Currently, COVID-19 mostly affects those who have not yet been infected, constituting 15 to 20 percent of China's total population, Lu Mengji, a virologist with the Institute for Virology at the University of Duisburg-Essen in Germany, told China News Service on January 29.

Seniors with underlying diseases should also be extra careful, Lu said, adding that, if they haven't been infected already, getting vaccinated as soon as possible will better protect them.

Currently, medical services at township and village clinics and community health centers, the primary-level providers of healthcare in both rural and urban areas, have continuously improved nationwide. More than 94 percent of basic-level medical and healthcare institutions now have a sufficient stock of fever and cough-suppressing medication plus traditional Chinese medicine (TCM), as TCM has been showing its unique advantages in the treatment of COVID-19 infection. As of January 27, these same institutions had 2.89 million fingertip pulse oximeters and 219,000 oxygen generators—both crucial equipment for monitoring any changes in a patient's condition.

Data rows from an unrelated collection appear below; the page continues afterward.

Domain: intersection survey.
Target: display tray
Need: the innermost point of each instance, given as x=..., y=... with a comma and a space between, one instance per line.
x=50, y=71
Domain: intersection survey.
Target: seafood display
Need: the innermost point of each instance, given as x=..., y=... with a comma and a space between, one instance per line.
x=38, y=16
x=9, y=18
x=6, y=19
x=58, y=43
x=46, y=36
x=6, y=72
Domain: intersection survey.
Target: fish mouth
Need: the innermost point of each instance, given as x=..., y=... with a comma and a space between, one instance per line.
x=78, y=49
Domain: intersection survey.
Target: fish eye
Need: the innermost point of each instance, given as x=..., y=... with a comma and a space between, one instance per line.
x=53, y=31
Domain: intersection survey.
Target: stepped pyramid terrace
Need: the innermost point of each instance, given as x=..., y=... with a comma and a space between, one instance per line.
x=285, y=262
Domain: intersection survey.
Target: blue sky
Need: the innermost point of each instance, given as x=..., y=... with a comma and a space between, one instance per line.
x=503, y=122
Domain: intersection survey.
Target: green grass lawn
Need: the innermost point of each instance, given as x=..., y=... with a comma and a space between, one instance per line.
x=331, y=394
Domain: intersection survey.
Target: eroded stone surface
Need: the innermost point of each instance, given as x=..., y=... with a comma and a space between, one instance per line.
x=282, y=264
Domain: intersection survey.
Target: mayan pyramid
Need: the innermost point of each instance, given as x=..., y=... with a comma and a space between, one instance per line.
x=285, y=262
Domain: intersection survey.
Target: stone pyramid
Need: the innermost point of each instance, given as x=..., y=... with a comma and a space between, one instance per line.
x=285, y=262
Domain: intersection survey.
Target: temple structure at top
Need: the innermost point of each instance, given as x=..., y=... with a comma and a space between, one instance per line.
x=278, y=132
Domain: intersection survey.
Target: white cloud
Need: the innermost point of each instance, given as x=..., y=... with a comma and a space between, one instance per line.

To prepare for future waves of COVID-19 infection, Beijing plans to carry out a survey to measure COVID-19 antibody levels across its residential population to help assess the capital's pandemic situation and fine-tune its virus control strategy. The study will hopefully generate more insights into the actual number of asymptomatic cases and the antibody levels of people inoculated with different vaccines.

To respond to public concern and educate people on COVID-19 and its variants, health authorities and experts have been updating all related information on traditional and social media platforms. For example, China CDC informed the public on January 31 about a new Omicron variant CH.1.1 detected in over 65 countries. Explaining the pathogenicity and the domestic detection details, the agency said the new variant won't cause another infection wave nationwide in the short term.

"For the whole world, monitoring virus variation is one of the most important tasks, and China is no exception. The work is still ongoing. At the same time, the public should continue to stay focused on protecting their health," Liu concluded.